Wir denken beispielsweise an einen nachhaltigen Fonds. Auf jedes Kilo Kakao sollte ein Aufschlag von einem Cedi (etwa 0,32 Euro) gepackt werden, der in den Fonds fließt. Diese Mittel sollten in die ländliche Entwicklung fließen, Infrastruktur ebenso wie in das Training von Farmern in bessere und nachhaltigere Produktionsmethoden zum Beispiel, in Gesundheits- und Bildungsbereich.

Wie wollen Sie das erreichen?

Dafür müssen wir die Bauern besser organisieren. Es gibt nur wenig Organisierte unter den etwa eine Million Kleinbauern und -bäuerinnen bauen, die Kakao anbauen. In der 1998 gegründeten COFA sind es nur ein paar Hundert. In der COFA werden die Bauern ermutigt, sich ihren Anbau als ökologisch zertifizieren zu lassen und die Farmer werden in ökologischem Kakaoanbau unterwiesen. Damit ist es möglich, den Kakao an den Fairen Handel zu einem Mehrpreis zu verkaufen. Diese Mehreinnahmen werden zur Entwicklung der Gemeinden eingesetzt.

Was sind für das Netzwerk African Cocoa Coalition (ACC) die wichtigsten Forderungen?

Für die Kakaofarmer fordern wir Transparenz für die ganze Wertschöpfungskette. Wo geht der Kakao hin, was wird für ihn bezahlt, wer profitiert wie viel? Derzeit haben wir viele alte Kakaobäume in Ghana, die alle bald ersetzt werden müssen. Die Farmer haben nicht die Mittel dazu. Dafür benötigen wir einen Aufforstungsplan und dafür benötigen wir Unterstützung wie Düngemittel. Wir müssen die Regierung davon überzeugen, dass sie die Bedeutung des Kakaosektors erkennt und dass es dem ganzen Land nutzt, wenn er unterstützt wird.

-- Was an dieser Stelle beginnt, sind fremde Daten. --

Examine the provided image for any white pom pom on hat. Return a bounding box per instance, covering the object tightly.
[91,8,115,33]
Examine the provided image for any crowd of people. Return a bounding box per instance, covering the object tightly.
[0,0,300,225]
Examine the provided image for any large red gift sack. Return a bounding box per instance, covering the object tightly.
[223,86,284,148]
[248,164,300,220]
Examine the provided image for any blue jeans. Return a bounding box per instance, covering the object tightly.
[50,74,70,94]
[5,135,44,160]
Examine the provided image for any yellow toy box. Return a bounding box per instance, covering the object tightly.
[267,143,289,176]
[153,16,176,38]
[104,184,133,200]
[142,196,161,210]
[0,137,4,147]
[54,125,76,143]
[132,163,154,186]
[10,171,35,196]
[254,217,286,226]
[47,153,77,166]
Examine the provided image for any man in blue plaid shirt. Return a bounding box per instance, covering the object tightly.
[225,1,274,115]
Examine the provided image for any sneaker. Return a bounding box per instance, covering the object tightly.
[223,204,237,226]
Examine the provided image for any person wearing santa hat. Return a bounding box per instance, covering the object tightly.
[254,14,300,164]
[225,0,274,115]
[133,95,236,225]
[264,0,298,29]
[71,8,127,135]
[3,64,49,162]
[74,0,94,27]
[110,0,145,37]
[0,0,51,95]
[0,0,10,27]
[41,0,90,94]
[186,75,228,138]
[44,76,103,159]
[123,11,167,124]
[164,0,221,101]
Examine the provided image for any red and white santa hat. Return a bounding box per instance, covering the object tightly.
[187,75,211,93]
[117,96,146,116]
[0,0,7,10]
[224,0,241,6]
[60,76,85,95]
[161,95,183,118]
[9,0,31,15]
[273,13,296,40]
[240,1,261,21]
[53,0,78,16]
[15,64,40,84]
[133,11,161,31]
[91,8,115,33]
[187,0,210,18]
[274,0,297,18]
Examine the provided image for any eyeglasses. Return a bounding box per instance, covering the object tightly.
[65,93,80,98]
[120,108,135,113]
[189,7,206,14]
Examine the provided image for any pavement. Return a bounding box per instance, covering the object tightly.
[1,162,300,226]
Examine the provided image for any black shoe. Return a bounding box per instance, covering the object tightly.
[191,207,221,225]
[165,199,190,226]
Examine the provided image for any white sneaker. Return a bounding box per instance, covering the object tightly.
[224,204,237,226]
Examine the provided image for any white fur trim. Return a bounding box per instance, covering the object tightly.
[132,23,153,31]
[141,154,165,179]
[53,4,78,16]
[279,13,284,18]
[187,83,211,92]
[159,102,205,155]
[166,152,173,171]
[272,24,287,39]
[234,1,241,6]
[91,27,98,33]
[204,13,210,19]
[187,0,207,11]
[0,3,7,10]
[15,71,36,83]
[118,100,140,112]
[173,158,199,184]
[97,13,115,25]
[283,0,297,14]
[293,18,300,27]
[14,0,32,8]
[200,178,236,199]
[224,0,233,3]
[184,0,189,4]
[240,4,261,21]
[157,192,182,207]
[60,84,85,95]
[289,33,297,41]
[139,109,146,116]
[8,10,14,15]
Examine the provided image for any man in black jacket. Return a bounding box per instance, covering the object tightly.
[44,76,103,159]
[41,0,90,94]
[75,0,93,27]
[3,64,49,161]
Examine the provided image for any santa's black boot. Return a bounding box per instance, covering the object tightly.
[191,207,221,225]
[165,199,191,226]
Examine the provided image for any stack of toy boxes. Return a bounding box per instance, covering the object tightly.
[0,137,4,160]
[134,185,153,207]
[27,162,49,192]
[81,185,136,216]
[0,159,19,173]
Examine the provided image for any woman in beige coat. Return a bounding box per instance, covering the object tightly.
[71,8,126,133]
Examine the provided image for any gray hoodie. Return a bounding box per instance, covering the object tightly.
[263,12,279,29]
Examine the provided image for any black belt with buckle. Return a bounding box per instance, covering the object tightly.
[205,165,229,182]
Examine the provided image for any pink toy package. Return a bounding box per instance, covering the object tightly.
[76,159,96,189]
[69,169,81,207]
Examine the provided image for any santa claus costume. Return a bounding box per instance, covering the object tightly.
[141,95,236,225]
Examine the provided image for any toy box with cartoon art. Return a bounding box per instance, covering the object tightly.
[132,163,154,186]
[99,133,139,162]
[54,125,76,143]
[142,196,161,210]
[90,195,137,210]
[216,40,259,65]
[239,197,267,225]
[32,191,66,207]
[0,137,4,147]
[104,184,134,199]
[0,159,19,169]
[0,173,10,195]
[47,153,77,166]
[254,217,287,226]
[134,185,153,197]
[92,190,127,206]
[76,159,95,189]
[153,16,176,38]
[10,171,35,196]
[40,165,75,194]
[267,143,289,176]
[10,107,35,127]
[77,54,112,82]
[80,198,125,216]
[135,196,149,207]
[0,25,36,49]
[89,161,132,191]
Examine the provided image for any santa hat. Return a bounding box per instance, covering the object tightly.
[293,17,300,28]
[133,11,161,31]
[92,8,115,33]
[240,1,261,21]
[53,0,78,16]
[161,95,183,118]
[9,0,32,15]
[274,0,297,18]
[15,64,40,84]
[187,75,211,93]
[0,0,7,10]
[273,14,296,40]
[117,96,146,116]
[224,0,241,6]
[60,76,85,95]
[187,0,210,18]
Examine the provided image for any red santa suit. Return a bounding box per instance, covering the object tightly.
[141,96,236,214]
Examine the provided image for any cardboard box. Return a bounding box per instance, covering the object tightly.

Und wie lauten die Forderungen in Richtung Norden, sowohl was die Süßwarenindustrie als auch die Verbraucher betrifft?

Es geht darum, den Farmern zu helfen, ein besseres Leben zu haben. Es ist wichtig, dass die Konsumenten bereit sind, faire Preise zu bezahlen und dass sowohl Unternehmen als auch Konsumenten uns helfen, die Regierung hier zu bewegen, den Kakaosektor zu stärken.

Sehen Sie eine Zukunft für den Kakaosektor in Ghana?

Es ist noch nicht ausgemacht. Wenn es die nächsten Jahre nicht gelingt, die Weichen richtigzustellen, wird es schwierig. Andererseits: Die Nachfrage nach Kakao wird nicht versiegen. Wenn wir und die Regierung die Sache richtig angehen, gibt es eine Zukunft.

Seit 2010 wird in Ghana Öl gefördert. Die Einnahmen aus dem schwarzen Gold sollen auch für Investitionen in die Agrarwirtschaft verwendet werden, oder?

Das wird gesagt, davon ist aber vor Ort noch nichts zu spüren. Das Erdöl wurde ausgerechnet in einer Region gefunden, wo die Kakaowirtschaft sehr stark ist. Die Ölförderung ist bisher nicht hilfreich, weil sie die Agrarwirtschaft noch weiter in den Hintergrund drängt. Das zu ändern, ist eine Schlüsselfrage für die Zukunft.